Bugün o bahsedilen “hayalet” tüm dünyada dolaşmaktadır. Çünkü dünyanın her yerinde ezen-ezilen mücadelesi mevcuttur. Ve tarihten öğrendiğimiz üzere bu mücadele bazı dönemlerde en belirgin haliyle kendisini göstermiştir. Bu, “hayaletin” isyanı ve devrimlerinin tarihidir. Ve iç içe geçmiş süreçlerle ifade edilen sosyal tarih büyük baskıların, derin sessizliklerin; yeninin her anlamında mümkün olduğu, gösterişli, daha büyük isyanların ve devrimlerin geleceğinin bildirisidir. Güncel olarak Fransa da ki Sarı Yelekliler olarak adlandırılan isyan bu tarihin ön gördüğü ve bahsettiği “hayalettir”. Türkiye’nin ise en yakın tarihli geniş çaplı isyanı Gezi isyanı olmuştur. Sarı Yelekliler ve Gezi için epeyce yazınsal külliyet oluştu. Çok lafı edildi. Gezi için ise mevzu hala doğal olarak birileri tarafından korkulur bulunmasıdır. “Hayalet” ise korkularını haklı bulmakta, başımıza ne gelir i değil başlarına ne getireceğini düşünmekte. Biliyoruz ki OHAL’in tüm uygulamalarına ve devletin AKP/MHP’de ifadesini bulan gerici- faşist tahakkümüne rağmen geniş yığınlarda büyük bir öfke birikmektedir. Düzene yönelik öfke, yığınların kılcal damarlarında, patlamak üzere volkanın ağzına doğru yürüyen birer lav gibidir! Devletin bu gerçeğin son derece farkında olduğu da gün gibi açıktır. Aradan beş yıl geçmesine rağmen dinmeyen Gezi korkusu bunun bir göstergesidir. Gezi İsyanı’nda öne çıkan aydın ve sanatçılara, akademisyenlere yönelik ev baskınları ve gözaltılar, geriye dönük bir şekilde yeni Gezi davalarının açılması, faşist diktatörlüğün Gezi korkusunun yeniden hortladığını göstermiştir. Bunun büyük bir etkeni elbette Sarı Yeleklilerdir. Sarı yelek hareketinin başlamasından itibaren devlet yöneticileri tarafından dillendirilerek kimse aklına bile getirmesin tehditleri savruldu. Hatta Türkiye’de sarı yelek satışında artış olup olmadığını araştırmış olmaları da kendi ifadeleridir. Günden güne zorlaşan geçim derdine karşın göz boyamak, ekonomik krizin perdesi olarak kullanma niyetiyle yapılan asgari ücret zammı çözüm değildir. Sorunu yaratanlardan çözüm üretecek bir adımda beklenemez. Halkın öfkesini dağıtacak birçok etken ortaya atarak sürekli devletin büyüklüğü, iriliği, kocamanlıgı, megalığı söylemleri ile propaganda yapılsa da bu bahsedilen boyutlandırmaların halka bir faydasının olmadığı aksine zararı olduğu ortada değil mi? Ya da halkların sorunu güvenlik değil yoksulluktur. İktidar sahiplerinin sıkça kullandığı Rojava işgali halkların sorunlarını çözmez aksine körükler…

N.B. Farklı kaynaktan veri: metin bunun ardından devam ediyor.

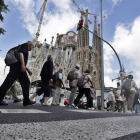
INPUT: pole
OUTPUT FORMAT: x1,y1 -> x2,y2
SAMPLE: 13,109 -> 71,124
100,0 -> 104,110
83,27 -> 122,71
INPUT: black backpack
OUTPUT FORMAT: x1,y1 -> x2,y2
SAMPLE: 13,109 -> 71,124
4,45 -> 21,66
123,79 -> 132,91
67,69 -> 76,81
4,45 -> 21,74
53,72 -> 59,84
77,74 -> 89,88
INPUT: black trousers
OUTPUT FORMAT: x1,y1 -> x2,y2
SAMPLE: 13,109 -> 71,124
74,88 -> 93,107
0,65 -> 30,102
37,75 -> 50,97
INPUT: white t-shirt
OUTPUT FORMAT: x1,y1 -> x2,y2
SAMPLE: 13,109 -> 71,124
122,80 -> 137,92
107,91 -> 115,101
83,73 -> 92,88
58,73 -> 62,79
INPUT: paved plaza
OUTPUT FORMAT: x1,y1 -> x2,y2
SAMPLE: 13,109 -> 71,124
0,101 -> 140,140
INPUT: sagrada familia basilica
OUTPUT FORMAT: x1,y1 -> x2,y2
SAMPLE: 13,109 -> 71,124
28,10 -> 101,89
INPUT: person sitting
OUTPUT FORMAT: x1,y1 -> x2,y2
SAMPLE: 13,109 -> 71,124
107,88 -> 115,111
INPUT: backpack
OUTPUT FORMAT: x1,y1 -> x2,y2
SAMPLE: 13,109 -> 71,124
53,72 -> 59,84
123,79 -> 132,91
77,74 -> 89,88
67,69 -> 76,81
4,45 -> 21,66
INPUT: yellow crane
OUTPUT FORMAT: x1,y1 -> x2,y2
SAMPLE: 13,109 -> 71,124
36,0 -> 47,41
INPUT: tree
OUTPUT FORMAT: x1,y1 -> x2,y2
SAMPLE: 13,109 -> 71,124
0,0 -> 9,35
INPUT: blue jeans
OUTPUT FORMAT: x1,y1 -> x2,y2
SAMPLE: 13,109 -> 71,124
134,104 -> 138,114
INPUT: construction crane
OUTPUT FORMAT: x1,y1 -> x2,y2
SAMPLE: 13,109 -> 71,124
36,0 -> 47,41
73,0 -> 92,24
112,71 -> 133,82
73,0 -> 105,24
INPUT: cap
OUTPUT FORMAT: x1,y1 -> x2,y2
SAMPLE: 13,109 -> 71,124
76,64 -> 80,68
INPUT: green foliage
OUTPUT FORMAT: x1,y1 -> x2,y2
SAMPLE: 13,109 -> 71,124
0,0 -> 9,35
6,90 -> 12,96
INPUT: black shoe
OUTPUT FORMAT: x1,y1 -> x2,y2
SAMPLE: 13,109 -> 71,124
23,101 -> 36,106
0,101 -> 8,106
13,100 -> 20,103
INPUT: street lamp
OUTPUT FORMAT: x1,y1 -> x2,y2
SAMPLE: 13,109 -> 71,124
100,0 -> 104,110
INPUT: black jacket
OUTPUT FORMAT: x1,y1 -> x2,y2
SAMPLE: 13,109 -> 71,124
40,60 -> 53,79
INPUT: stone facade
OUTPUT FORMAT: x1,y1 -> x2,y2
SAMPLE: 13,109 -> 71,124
28,10 -> 101,89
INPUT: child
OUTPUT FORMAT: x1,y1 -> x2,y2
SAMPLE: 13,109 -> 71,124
133,93 -> 139,114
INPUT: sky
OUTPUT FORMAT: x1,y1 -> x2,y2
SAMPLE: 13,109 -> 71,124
0,0 -> 140,88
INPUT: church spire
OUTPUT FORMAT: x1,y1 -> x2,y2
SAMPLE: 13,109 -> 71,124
92,16 -> 97,50
84,9 -> 88,29
98,24 -> 101,36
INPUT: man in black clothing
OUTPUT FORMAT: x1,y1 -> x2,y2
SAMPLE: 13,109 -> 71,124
30,55 -> 53,105
0,41 -> 35,105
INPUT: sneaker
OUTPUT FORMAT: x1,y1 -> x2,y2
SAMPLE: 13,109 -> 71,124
131,110 -> 135,114
13,100 -> 20,103
90,107 -> 95,110
68,105 -> 73,108
0,101 -> 8,106
51,104 -> 56,106
65,104 -> 69,107
88,107 -> 94,110
126,110 -> 132,114
72,104 -> 78,109
23,101 -> 36,106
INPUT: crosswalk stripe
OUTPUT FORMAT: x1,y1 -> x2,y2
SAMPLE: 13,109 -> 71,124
65,109 -> 101,113
0,109 -> 51,113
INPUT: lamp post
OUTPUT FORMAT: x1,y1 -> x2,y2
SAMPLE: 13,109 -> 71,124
100,0 -> 104,110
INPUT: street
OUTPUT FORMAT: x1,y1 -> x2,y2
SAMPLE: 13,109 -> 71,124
0,100 -> 140,140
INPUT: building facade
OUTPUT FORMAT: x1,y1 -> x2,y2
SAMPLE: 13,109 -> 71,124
28,10 -> 101,89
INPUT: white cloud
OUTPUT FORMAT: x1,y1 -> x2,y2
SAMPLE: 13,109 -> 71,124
109,0 -> 122,7
104,16 -> 140,87
0,57 -> 9,85
10,0 -> 80,43
104,76 -> 117,88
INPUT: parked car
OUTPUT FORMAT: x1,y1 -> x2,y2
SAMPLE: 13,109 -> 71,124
64,99 -> 69,106
77,97 -> 87,109
4,95 -> 11,100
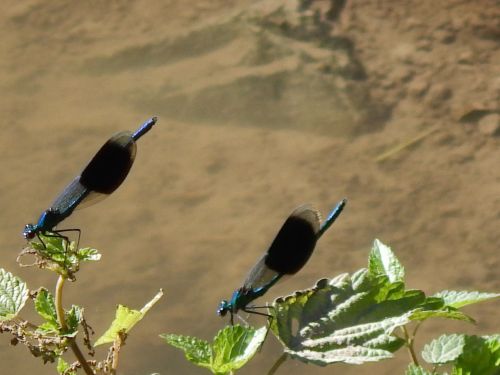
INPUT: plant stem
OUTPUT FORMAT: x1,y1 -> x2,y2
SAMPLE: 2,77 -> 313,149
267,353 -> 288,375
55,275 -> 94,375
401,326 -> 420,366
55,275 -> 68,331
111,334 -> 123,375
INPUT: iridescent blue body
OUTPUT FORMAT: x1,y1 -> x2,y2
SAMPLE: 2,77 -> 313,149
23,117 -> 157,244
217,199 -> 347,324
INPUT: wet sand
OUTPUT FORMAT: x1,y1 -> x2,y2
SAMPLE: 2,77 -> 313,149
0,1 -> 500,374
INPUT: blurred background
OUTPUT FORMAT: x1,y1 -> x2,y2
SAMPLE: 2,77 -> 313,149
0,0 -> 500,375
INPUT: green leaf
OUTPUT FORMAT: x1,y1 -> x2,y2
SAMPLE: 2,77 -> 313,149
65,305 -> 83,336
76,247 -> 101,262
35,288 -> 59,331
160,333 -> 212,369
57,357 -> 76,375
422,334 -> 465,365
212,325 -> 267,374
30,232 -> 101,279
368,239 -> 405,282
0,268 -> 28,321
271,270 -> 412,365
405,363 -> 436,375
452,335 -> 500,375
434,290 -> 500,309
160,325 -> 267,374
410,308 -> 476,323
94,290 -> 163,346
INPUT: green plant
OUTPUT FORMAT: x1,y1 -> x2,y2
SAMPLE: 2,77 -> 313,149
0,235 -> 163,375
161,240 -> 500,375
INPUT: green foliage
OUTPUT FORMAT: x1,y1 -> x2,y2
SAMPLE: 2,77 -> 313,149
160,325 -> 267,375
25,233 -> 101,280
35,288 -> 60,333
422,334 -> 500,375
0,268 -> 29,321
161,240 -> 500,375
422,335 -> 465,365
405,363 -> 436,375
56,357 -> 76,375
435,290 -> 500,309
94,290 -> 163,346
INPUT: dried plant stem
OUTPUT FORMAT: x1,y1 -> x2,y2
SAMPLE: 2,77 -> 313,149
55,275 -> 94,375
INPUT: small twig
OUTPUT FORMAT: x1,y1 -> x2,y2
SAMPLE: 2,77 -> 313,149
401,326 -> 420,366
111,332 -> 127,375
267,353 -> 288,375
55,275 -> 94,375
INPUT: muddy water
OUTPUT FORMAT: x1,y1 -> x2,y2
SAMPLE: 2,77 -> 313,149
0,1 -> 500,374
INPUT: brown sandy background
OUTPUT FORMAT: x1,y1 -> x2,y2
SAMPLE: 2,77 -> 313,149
0,0 -> 500,374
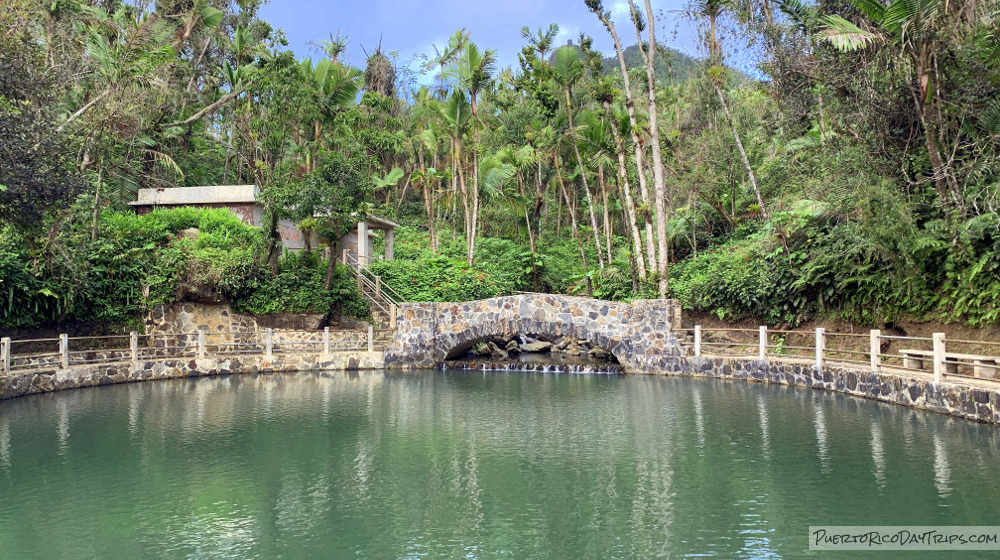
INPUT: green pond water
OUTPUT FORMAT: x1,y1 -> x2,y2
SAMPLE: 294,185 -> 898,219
0,371 -> 1000,560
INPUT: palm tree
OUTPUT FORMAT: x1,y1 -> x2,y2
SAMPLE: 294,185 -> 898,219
695,0 -> 768,220
424,29 -> 469,99
628,0 -> 669,299
299,57 -> 364,170
438,91 -> 472,252
552,45 -> 604,270
521,23 -> 559,61
603,99 -> 653,281
455,42 -> 496,266
584,0 -> 656,279
820,0 -> 965,212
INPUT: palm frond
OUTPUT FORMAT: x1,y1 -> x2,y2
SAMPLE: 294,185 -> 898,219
816,16 -> 879,52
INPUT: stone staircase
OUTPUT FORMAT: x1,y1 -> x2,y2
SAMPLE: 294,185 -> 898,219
344,252 -> 403,330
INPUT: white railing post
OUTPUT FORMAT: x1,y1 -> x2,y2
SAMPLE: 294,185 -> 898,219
934,333 -> 945,383
0,336 -> 10,375
816,327 -> 826,369
868,329 -> 882,371
59,334 -> 69,369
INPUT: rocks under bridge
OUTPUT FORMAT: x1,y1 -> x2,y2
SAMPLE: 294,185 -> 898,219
385,294 -> 682,373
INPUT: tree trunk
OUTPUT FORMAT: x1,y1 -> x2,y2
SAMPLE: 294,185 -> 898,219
628,0 -> 669,299
556,156 -> 601,297
566,88 -> 604,270
597,165 -> 614,264
605,105 -> 647,282
90,169 -> 104,242
598,7 -> 656,280
715,86 -> 768,220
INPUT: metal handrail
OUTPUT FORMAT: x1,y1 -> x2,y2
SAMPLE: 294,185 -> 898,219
347,253 -> 406,306
0,328 -> 394,377
682,326 -> 1000,381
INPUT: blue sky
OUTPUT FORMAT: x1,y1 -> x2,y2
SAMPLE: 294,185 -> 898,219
260,0 -> 700,76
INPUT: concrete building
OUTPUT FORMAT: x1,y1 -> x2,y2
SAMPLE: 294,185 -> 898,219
129,185 -> 399,265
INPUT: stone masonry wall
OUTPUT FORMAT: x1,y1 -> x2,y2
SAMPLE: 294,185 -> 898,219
0,352 -> 384,399
661,357 -> 1000,424
385,294 -> 681,373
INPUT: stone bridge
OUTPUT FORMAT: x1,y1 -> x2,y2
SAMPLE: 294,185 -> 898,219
385,294 -> 682,373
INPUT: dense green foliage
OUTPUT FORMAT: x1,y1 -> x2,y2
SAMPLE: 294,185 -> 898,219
0,0 -> 1000,327
0,208 -> 368,328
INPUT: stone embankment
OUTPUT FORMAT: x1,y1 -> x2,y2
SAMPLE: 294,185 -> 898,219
0,351 -> 384,399
664,356 -> 1000,424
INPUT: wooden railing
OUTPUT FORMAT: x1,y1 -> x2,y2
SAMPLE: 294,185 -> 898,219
0,327 -> 395,375
683,325 -> 1000,382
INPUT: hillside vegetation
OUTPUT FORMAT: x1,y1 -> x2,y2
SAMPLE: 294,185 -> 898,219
0,0 -> 1000,330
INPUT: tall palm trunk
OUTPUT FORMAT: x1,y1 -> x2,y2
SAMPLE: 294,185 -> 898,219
417,150 -> 437,253
554,155 -> 601,296
565,88 -> 604,270
597,4 -> 656,280
911,57 -> 965,214
468,94 -> 479,266
628,0 -> 669,299
597,164 -> 614,264
708,12 -> 768,220
604,102 -> 647,281
715,85 -> 768,220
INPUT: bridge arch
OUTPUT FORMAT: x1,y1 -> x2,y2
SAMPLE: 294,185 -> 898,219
385,294 -> 680,372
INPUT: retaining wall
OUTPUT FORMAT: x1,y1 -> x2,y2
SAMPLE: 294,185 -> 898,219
665,357 -> 1000,424
0,352 -> 384,399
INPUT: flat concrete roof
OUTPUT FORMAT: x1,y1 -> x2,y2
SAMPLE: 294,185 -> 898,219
129,185 -> 257,206
365,216 -> 399,229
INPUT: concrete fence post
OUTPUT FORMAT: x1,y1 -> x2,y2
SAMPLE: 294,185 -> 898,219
868,329 -> 882,371
0,336 -> 10,375
128,331 -> 139,362
59,334 -> 69,369
816,327 -> 826,369
933,333 -> 945,383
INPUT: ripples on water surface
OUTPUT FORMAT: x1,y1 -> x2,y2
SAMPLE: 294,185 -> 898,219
0,372 -> 1000,560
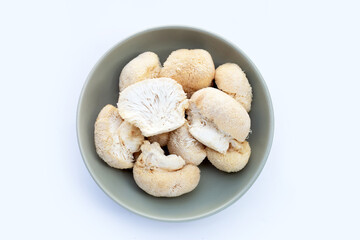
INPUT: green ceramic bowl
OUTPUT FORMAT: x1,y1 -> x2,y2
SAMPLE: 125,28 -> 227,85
77,27 -> 274,221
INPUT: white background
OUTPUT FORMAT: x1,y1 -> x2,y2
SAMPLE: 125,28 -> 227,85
0,0 -> 360,240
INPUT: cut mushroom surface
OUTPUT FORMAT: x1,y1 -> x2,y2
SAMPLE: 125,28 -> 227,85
94,105 -> 144,169
206,140 -> 251,172
215,63 -> 252,112
118,78 -> 188,137
187,87 -> 250,153
133,141 -> 200,197
148,132 -> 170,147
167,123 -> 206,165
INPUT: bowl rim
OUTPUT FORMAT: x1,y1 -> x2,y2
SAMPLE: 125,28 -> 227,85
76,25 -> 274,222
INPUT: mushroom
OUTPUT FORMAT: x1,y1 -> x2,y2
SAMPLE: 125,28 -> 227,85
94,105 -> 144,169
187,87 -> 250,154
206,140 -> 251,172
148,132 -> 170,147
133,141 -> 200,197
167,123 -> 206,165
159,49 -> 215,96
118,78 -> 189,137
119,52 -> 161,92
215,63 -> 252,112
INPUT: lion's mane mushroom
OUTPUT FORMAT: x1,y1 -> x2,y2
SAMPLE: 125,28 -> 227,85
215,63 -> 252,112
159,49 -> 215,95
187,87 -> 250,154
119,52 -> 161,92
148,132 -> 170,147
206,140 -> 251,172
133,141 -> 200,197
167,122 -> 206,165
94,105 -> 144,169
118,78 -> 189,137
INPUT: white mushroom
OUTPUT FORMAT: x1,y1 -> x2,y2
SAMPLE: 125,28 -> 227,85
118,78 -> 188,137
119,52 -> 161,92
133,141 -> 200,197
206,140 -> 251,172
160,49 -> 215,95
94,105 -> 144,169
167,123 -> 206,165
148,132 -> 170,147
187,87 -> 250,154
215,63 -> 252,112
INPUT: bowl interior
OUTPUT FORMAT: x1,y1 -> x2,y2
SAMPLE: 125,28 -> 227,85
77,27 -> 273,221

Her bir yandan farklı baskılarla birer birer mücadele etmek zorunda kalan toplumun dinamik yanları kadınlar ve gençlerdir. Bu sebeple mücadelenin en hareketli ve ön halkası kadınlara, gençlere ve onların örgütlü mücadelesine düşmektedir.
Biz Yeni Demokrat Gençlik olarak kadınları, gençleri ve her türden baskıya-sömürüye maruz kalanları içlerindeki öfkeyi örgütlü mücadeleye dönüştürmeye, birlikte ‘hayaleti’ dirilmeye çağırıyoruz.